Lungi dal voler giustificare atteggiamenti delinquenziali da parte degli adolescenti, è necessario far emergere come il quadro generale in cui tali comportamenti nascono sia spesso caratterizzato da casualità e lassismo educativo-didattico. L’adolescenza, per sua natura, porta con sé istanze di rigetto dell’autorità e di ricerca spasmodica della propria identità.
Per integrare questa “doppia faccia” – bisogno di trasgressione e necessità di appartenenza – la scuola deve offrire un ambiente che sappia restituire l’idea che la ricerca dell’autonomia deve avvenire nel rispetto delle regole comunitarie. Questo messaggio non può essere affidato alla sola parola del singolo: deve viaggiare in parallelo alla percezione di autorevolezza collettiva.
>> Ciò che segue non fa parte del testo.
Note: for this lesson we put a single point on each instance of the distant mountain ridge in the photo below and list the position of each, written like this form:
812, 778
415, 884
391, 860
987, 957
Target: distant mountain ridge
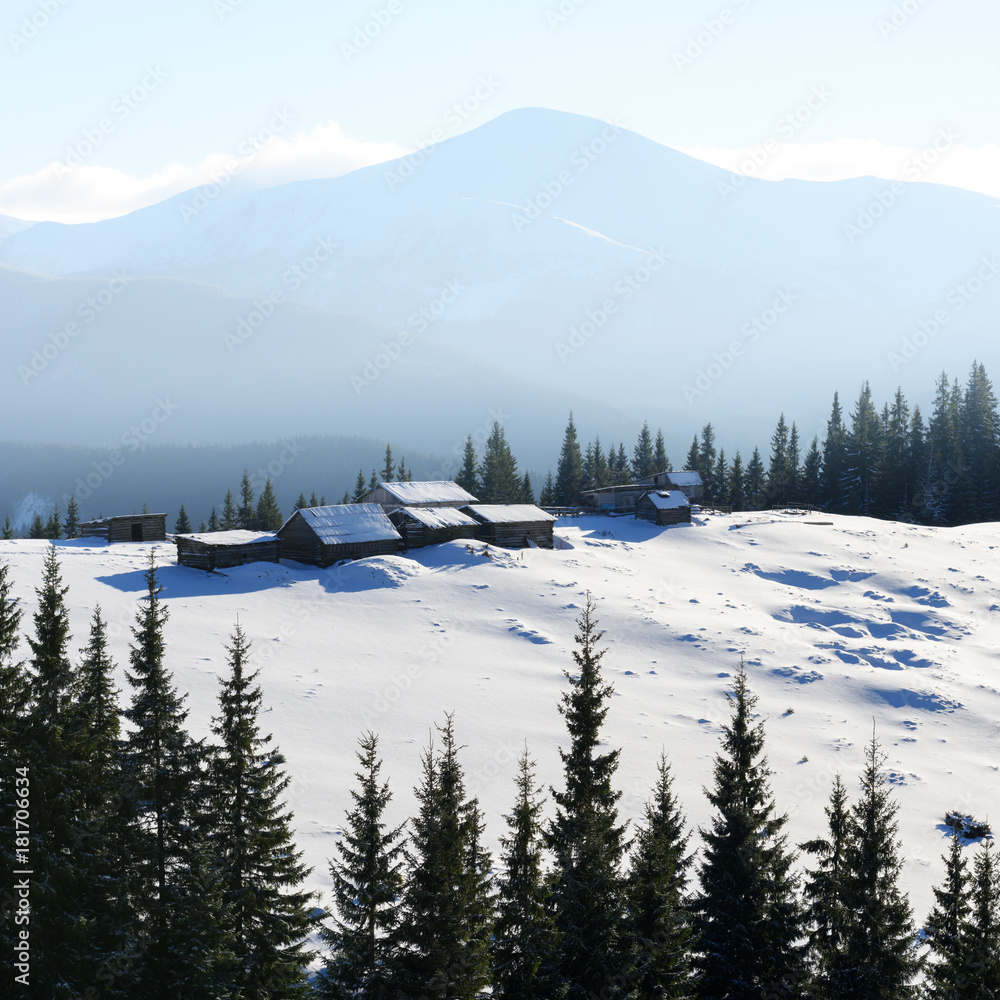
530, 252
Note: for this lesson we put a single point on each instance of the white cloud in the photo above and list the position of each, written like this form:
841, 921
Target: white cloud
86, 193
974, 168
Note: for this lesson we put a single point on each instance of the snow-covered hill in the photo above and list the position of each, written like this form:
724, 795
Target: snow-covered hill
840, 624
604, 263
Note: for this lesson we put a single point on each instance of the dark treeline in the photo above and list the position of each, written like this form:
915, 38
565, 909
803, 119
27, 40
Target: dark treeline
887, 463
163, 866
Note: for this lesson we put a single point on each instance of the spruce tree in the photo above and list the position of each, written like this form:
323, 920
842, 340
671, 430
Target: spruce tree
945, 928
880, 959
737, 484
982, 927
643, 457
825, 892
53, 527
246, 515
569, 471
388, 466
182, 940
51, 748
360, 488
524, 957
747, 916
183, 524
443, 936
230, 516
72, 518
268, 914
466, 477
585, 838
498, 478
268, 514
660, 459
367, 886
659, 922
754, 482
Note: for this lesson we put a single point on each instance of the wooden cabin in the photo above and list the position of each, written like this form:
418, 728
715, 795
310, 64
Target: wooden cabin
441, 493
614, 498
222, 549
431, 525
687, 481
664, 507
127, 528
512, 526
322, 536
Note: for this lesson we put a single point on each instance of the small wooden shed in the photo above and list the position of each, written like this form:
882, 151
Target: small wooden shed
512, 526
322, 536
431, 525
664, 507
222, 549
127, 528
438, 493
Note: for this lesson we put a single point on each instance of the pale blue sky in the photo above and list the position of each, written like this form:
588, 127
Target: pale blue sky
229, 64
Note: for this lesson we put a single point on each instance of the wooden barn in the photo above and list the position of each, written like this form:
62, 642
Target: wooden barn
687, 481
664, 507
512, 526
223, 549
441, 493
127, 528
322, 536
430, 525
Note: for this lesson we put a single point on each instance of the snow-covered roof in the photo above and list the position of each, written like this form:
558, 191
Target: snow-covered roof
685, 478
440, 517
508, 513
236, 537
665, 500
439, 491
351, 522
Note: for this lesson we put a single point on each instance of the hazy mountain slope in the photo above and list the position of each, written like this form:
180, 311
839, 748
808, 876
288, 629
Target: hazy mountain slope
536, 240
Un’autorevolezza che non nasce dall’imposizione autoritaria, bensì dalla dimostrazione quotidiana della “sensatezza” delle regole, esemplificata da un corpo docenti compatto e organizzato.
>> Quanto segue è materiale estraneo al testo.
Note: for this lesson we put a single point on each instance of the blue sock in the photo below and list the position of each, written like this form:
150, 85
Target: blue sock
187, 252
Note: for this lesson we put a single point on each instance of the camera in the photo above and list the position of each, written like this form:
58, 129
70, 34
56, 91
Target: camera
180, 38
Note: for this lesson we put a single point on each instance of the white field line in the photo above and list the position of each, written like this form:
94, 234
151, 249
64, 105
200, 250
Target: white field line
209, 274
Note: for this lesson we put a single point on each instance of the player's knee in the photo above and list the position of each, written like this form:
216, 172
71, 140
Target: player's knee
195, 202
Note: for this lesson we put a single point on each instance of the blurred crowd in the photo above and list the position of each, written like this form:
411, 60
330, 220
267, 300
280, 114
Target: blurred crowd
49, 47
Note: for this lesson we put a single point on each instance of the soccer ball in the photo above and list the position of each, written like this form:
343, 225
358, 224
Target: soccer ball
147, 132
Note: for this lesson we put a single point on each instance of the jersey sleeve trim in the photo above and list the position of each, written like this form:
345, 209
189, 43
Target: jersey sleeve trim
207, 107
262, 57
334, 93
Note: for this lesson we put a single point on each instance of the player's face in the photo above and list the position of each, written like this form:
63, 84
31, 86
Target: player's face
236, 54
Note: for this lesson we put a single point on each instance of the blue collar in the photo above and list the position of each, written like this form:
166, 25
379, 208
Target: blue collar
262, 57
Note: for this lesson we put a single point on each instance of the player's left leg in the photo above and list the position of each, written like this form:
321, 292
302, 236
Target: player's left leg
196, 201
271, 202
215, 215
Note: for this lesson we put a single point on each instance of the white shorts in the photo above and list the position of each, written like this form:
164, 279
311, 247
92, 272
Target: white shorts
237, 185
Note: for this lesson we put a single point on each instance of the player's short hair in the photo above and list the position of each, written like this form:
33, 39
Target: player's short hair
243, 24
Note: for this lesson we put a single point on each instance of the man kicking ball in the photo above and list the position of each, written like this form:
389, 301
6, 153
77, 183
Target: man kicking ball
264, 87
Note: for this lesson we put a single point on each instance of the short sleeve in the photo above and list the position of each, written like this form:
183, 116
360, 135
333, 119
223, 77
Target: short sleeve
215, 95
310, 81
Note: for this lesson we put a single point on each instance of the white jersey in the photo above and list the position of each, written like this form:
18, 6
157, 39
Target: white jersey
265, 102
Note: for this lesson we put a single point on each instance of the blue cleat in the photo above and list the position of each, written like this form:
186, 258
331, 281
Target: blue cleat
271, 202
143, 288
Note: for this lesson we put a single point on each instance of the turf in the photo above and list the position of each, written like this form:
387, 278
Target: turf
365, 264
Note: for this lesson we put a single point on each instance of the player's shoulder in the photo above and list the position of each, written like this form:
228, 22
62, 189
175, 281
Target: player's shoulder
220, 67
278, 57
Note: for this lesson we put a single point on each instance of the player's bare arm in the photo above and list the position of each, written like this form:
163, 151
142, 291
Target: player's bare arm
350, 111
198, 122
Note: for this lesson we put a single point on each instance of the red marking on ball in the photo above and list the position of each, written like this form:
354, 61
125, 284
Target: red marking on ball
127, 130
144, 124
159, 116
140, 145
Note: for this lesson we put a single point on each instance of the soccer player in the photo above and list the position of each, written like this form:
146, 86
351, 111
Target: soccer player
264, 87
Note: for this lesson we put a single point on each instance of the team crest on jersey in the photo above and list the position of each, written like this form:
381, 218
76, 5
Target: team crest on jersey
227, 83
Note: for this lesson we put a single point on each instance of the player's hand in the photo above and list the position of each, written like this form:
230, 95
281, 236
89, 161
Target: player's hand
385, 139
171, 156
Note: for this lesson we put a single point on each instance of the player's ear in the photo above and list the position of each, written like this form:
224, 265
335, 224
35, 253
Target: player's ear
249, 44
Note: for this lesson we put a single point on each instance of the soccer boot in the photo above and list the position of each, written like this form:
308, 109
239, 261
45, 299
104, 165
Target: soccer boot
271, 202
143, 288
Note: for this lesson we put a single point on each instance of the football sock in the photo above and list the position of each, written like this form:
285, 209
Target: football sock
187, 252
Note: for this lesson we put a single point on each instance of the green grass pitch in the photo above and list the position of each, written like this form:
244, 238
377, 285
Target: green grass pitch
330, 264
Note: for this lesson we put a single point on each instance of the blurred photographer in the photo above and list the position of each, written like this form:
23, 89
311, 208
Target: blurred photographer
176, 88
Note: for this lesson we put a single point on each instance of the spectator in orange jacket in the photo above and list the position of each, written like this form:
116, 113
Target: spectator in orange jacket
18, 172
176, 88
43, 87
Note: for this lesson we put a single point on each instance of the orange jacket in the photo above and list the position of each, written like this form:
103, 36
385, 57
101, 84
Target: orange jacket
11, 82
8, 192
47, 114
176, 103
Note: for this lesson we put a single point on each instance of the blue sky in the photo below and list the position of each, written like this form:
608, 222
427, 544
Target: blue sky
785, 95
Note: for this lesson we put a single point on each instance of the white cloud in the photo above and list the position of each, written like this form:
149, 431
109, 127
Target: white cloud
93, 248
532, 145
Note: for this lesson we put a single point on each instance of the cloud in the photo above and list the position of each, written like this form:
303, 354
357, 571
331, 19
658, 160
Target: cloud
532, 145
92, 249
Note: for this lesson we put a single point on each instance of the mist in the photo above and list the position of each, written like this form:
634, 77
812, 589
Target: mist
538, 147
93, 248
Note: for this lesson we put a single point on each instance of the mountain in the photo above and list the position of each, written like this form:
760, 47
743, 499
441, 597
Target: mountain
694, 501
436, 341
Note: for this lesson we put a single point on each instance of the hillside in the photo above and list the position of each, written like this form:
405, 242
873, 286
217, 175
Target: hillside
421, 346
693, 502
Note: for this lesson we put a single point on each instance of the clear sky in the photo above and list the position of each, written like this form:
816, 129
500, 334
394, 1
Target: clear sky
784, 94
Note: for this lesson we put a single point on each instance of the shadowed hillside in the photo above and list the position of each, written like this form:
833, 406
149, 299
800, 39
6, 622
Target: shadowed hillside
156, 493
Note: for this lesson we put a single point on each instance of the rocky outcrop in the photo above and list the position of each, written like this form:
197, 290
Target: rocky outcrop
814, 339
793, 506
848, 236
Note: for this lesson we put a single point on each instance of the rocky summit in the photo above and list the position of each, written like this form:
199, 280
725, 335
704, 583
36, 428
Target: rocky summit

Spesso il bacino d’utenza scolastico è segnato da gravi problematiche familiari, sociali e psicologiche. Alla luce di questa complessità, la risposta della scuola non può essere delegata alla responsabilità individuale del docente durante la singola ora di lezione.
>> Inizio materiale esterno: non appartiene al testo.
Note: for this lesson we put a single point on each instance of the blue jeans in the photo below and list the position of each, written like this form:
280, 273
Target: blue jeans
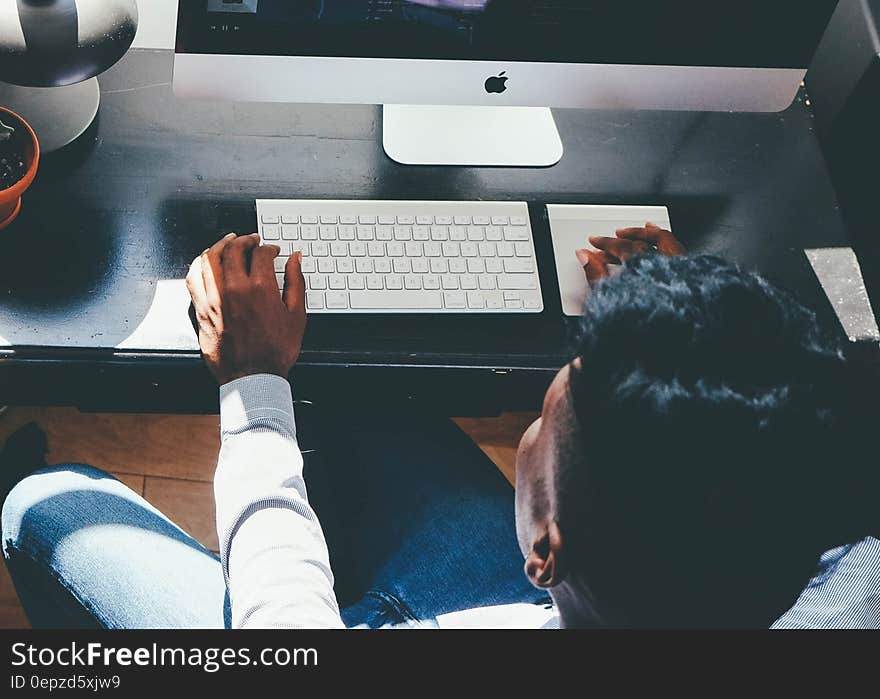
418, 522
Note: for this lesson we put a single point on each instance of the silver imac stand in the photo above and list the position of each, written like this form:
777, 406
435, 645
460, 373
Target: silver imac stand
471, 136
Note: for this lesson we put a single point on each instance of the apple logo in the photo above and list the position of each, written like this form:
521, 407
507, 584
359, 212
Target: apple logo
497, 83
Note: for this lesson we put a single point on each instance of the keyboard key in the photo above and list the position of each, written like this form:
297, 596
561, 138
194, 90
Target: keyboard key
517, 282
476, 266
494, 301
476, 233
454, 299
400, 300
476, 300
523, 249
337, 300
431, 281
451, 250
519, 265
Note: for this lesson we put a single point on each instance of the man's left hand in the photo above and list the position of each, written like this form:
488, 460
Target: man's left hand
245, 326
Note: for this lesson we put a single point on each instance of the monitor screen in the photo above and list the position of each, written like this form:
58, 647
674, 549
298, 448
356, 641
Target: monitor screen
737, 33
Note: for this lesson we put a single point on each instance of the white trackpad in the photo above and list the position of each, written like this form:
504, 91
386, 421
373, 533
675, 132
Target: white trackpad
571, 226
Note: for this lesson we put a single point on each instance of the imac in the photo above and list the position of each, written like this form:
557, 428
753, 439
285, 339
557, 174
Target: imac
470, 82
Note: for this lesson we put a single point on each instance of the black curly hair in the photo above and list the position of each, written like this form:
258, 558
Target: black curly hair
715, 451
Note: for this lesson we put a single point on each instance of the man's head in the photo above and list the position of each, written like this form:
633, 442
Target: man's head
685, 471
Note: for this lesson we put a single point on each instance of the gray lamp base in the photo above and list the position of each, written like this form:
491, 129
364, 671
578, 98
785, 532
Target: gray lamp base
58, 115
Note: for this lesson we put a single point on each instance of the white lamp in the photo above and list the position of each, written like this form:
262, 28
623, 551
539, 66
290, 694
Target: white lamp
50, 53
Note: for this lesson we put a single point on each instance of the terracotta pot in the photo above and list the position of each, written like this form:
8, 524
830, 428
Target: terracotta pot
10, 198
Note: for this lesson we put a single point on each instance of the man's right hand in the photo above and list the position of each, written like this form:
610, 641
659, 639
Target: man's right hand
629, 243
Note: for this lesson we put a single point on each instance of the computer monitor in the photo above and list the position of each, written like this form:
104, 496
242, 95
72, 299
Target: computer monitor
444, 68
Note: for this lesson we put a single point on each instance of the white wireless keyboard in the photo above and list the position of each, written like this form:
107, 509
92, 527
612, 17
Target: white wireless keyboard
407, 256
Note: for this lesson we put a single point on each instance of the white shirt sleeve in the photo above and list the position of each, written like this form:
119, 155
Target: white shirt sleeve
272, 548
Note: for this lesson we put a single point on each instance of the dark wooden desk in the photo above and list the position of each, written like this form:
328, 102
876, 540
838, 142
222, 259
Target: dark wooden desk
90, 303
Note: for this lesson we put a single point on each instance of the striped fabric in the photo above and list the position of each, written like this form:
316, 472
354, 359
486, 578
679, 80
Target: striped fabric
844, 594
277, 564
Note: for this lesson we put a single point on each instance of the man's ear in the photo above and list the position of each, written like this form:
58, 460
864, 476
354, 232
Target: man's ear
544, 563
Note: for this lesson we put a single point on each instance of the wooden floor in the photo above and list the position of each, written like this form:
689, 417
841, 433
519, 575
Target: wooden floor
170, 460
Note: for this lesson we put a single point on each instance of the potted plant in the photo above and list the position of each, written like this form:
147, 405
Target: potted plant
19, 159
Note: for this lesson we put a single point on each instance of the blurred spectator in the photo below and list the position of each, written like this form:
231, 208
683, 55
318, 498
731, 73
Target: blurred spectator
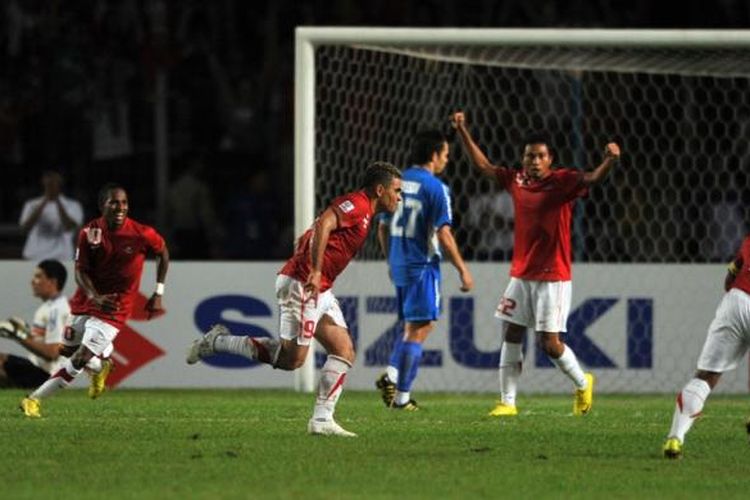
50, 221
193, 228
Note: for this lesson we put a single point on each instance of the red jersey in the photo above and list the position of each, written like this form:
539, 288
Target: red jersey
742, 263
541, 250
113, 259
354, 213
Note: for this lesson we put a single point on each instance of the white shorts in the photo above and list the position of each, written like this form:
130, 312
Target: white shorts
728, 337
95, 334
299, 316
541, 305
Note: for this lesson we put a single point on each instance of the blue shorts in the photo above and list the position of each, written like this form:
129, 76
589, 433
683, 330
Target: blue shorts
420, 301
L’insegnante deve essere percepito – e deve percepire sé stesso – come rappresentante di un’istituzione educativa laica che condivide valori e principi comuni. Questi valori devono fondarsi sul rispetto dell’individuo come parte di una comunità cooperativa: soltanto educando i cittadini del futuro a questa visione sarà possibile eradicare quegli atteggiamenti disfunzionali che caratterizzano le micro-realtà della società odierna.
È proprio dall’applicazione pratica e quotidiana di questi valori che l’adolescente può sperimentare l’utilità della figura di riferimento che ha di fronte. Non una figura isolata e vulnerabile, bensì il nodo di una rete più ampia, rappresentante di una visione della realtà condivisa e costruita collegialmente.
Il rispetto non nasce dal nulla e l’asimmetria della relazione educativa non può derivare semplicemente dallo stereotipo dell’insegnante che deve essere supinamente riverito: la vera asimmetria emerge quando gli studenti si sentono guidati lungo un percorso virtuoso che renda evidente la sensatezza degli insegnamenti impartiti.
Ogni regola comportamentale deve essere finalizzata non all’obbedienza nei confronti di una figura di riferimento impersonale, bensì alla comprensione di ciò che è necessario per la convivenza in un contesto comunitario: in questo scenario, l’obiettivo individuale deve essere perseguito nel costante rispetto dei percorsi altrui. Per ottenere questo – e prevenire comportamenti violenti – è indispensabile la coerenza educativa: una coerenza che richiede agli insegnanti di abbandonare l’indifferenza e il disimpegno, evitando di etichettare superficialmente come “maleducazione” ciò che spesso è una richiesta di senso non soddisfatta.
È necessaria, per concludere, una costante ridiscussione del proprio approccio ed un potenziamento dei momenti di confronto tra colleghi, privi della volontà di primeggiare tra loro. L’impegno deve essere rivolto alla costruzione di relazioni positive e di competenze relazionali solide.
La programmazione curricolare non può restare un mero elenco di contenuti, deve invero essere sempre accompagnata da un’intenzionalità pedagogico-educativa più generale. Solo così la scuola potrò adempiere alla sua funzione più alta: l’edificazione di una società più giusta, meno soverchiante e capace di riconoscere nel docente non un burocrate del sapere, bensì un pilastro del vivere comunitario.